A picture of The Sacred Heart of Jesus

On Thursday, someone left a picture on the Vicarage steps, wrapped in two plastic carrier bags which smelled badly of cigarette smoke. It’s a 3d plastic picture of the Sacred Heart of Jesus. In many ways it’s hideous – it’s plastic, sentimental and Jesus is depicted a white European which is ethically dubious. I have no idea who left it there, or why – but it was a gift, so it deserved some consideration and gratitude. Having spent a few days looking at it, I have come to the conclusion that  there is more to this picture than meets the eye. I looked it up, and found that this is an image with a long and honourable tradition, beginning at the time of the crusades with a devotion to Christ’s wounds – you can imagine that this would be important to wounded crusaders. It has also to do with the humanity of Jesus – a human heart beating with divine compassion. So you see, behind this 3d plastic Jesus lies something profound and beautiful. It reminds us, as does Luke, writing about the Transfiguration, that Jesus will still carry the fullness of God’s glory a few pages later, so to speak, when he is beaten, tortured and crucified.

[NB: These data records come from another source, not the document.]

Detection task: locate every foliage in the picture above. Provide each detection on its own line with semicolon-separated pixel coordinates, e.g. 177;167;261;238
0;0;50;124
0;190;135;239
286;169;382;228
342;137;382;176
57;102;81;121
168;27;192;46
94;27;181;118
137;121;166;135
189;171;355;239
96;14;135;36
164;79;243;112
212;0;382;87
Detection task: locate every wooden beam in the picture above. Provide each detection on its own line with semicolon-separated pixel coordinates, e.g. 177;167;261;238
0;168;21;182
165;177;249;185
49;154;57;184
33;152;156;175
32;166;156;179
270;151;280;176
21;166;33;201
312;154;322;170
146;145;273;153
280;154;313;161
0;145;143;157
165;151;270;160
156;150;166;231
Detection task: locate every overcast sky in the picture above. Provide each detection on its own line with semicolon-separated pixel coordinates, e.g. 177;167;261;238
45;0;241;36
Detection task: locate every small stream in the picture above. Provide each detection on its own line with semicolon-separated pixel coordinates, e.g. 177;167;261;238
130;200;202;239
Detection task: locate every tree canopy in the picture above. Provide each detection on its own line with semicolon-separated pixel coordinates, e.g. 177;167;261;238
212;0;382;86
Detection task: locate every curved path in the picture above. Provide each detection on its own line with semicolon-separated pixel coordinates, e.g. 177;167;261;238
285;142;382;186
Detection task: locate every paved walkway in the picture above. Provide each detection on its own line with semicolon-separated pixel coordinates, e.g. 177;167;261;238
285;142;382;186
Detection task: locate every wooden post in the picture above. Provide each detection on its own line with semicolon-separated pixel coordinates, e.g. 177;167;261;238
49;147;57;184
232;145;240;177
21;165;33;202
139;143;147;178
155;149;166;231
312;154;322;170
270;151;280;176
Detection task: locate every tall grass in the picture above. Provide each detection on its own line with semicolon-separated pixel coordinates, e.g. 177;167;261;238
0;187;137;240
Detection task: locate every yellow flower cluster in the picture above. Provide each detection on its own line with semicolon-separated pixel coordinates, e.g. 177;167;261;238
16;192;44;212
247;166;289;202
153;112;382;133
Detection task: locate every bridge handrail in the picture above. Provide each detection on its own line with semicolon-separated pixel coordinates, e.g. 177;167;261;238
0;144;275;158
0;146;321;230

Even on the cross, that beauty is still there – the beauty of God’s beloved. The beatings, torture and crucifixion took place at the ands of those who chose not to see, or had lost the ability to see, the beauty of the divine-human before them. And evil still abounds when we choose not to see – or lose the ability to see, that the world around us shot through with God’s glory – even the grotty, difficult bits.

“When Jesus is transfigured, it is as if there is a brief glimpse of the end of all things–the world aflame with God’s light.”